AP Photo/Andrew Harnik

Joe Biden has been in office for more than three years, and for two-and-a-hal of those years the economy was catastrophically bad. This was after he and the Democrats in Congress passed $5 trillion in "stimulus" money. Biden called the money an "investment." Indeed it was — in his re-election campaign.

Teachers, union members, special interest groups of all stripes, and a rainbow of minorities all came in for a slice of the $5 trillion pie. Those groups are now all backing his re-election effort.

All that spending proved to be the catalyst that unmoored prices from the stability they had enjoyed for two decades and sent them off into the stratosphere. The government says the inflation rate in 2021 was 9%. That's one subjective number. Importantly, the Consumer Price Index (CPI) does not include the cost of borrowing money. If it did, the rate would be closer to 18% in 2022.
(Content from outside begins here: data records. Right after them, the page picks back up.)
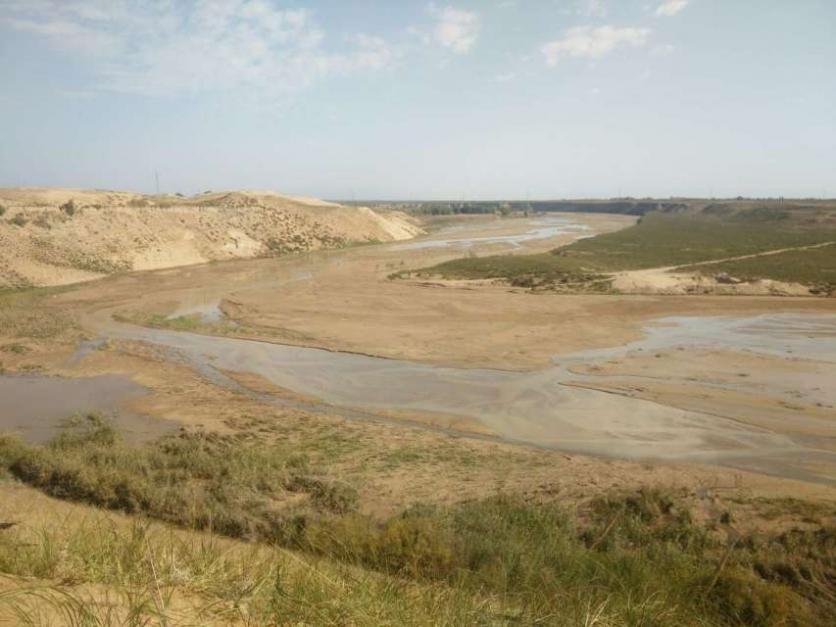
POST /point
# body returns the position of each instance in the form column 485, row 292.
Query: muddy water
column 537, row 407
column 35, row 406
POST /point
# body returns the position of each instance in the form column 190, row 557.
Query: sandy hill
column 55, row 236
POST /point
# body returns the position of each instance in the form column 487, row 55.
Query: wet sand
column 35, row 406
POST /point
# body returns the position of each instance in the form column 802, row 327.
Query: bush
column 69, row 207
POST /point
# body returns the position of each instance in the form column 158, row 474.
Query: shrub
column 69, row 207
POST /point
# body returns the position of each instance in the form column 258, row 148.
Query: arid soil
column 344, row 300
column 60, row 236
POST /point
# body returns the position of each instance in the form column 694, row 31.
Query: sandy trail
column 672, row 279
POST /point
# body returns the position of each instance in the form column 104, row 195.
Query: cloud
column 163, row 47
column 456, row 29
column 591, row 8
column 592, row 42
column 670, row 7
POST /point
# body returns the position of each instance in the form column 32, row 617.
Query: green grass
column 815, row 266
column 195, row 479
column 657, row 240
column 628, row 558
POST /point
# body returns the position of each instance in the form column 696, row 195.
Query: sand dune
column 52, row 236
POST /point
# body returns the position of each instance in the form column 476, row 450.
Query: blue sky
column 371, row 99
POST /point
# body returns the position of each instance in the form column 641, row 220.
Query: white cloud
column 663, row 50
column 591, row 8
column 456, row 29
column 592, row 42
column 162, row 47
column 670, row 7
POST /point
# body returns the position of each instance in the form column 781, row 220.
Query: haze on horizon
column 415, row 100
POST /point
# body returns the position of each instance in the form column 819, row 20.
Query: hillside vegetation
column 622, row 558
column 676, row 240
column 57, row 236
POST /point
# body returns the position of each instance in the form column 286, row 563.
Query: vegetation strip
column 638, row 558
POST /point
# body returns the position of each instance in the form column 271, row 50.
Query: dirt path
column 751, row 256
column 673, row 280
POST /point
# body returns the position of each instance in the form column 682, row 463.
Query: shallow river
column 535, row 407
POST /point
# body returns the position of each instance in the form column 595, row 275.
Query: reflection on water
column 535, row 407
column 35, row 406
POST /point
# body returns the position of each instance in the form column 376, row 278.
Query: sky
column 398, row 99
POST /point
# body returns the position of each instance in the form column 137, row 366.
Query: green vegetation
column 629, row 206
column 199, row 480
column 657, row 240
column 813, row 266
column 636, row 558
column 19, row 220
column 69, row 207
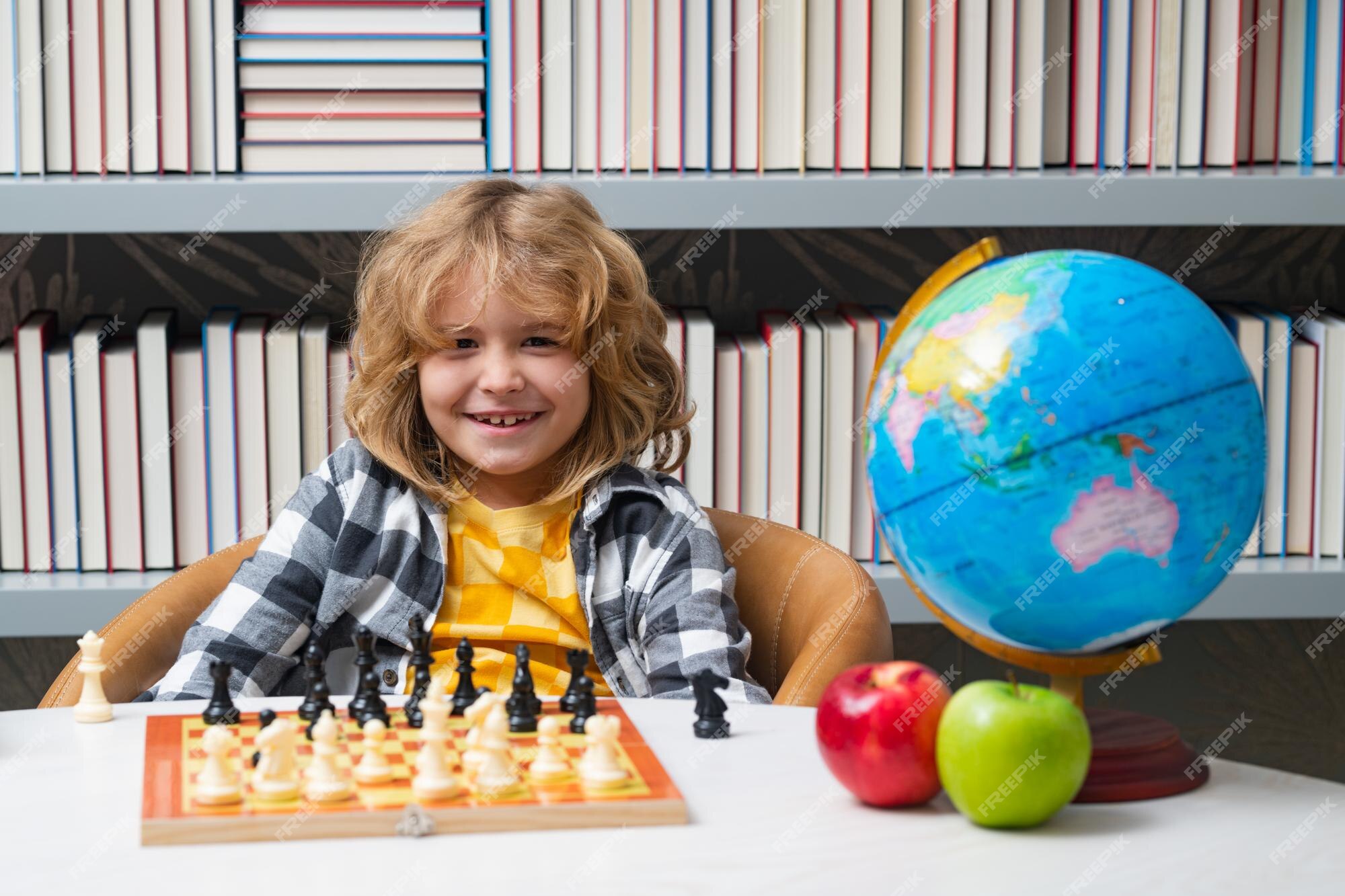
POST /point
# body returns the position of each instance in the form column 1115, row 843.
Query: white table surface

I mention inflation because, in essence, it's the ballgame for Biden. And you can tell how frustrated he and his supporters in the media are because a high percentage of Americans don't agree that inflation isn't a problem anymore.

A recent Gallup poll found that 63% of voters say the state of the economy is getting worse and 45% think it’s already “poor.” This is with inflation at 3.1% and jobs plentiful.

Americans are already experiencing pain at the grocery store, the gas pump, and with other daily expenditures. But have you tried to buy a house recently? Or finance the purchase of a car? The cost of borrowing money is at least three times what it was in 2020, leaving many consumers unable to afford purchases that were previously well within their reach.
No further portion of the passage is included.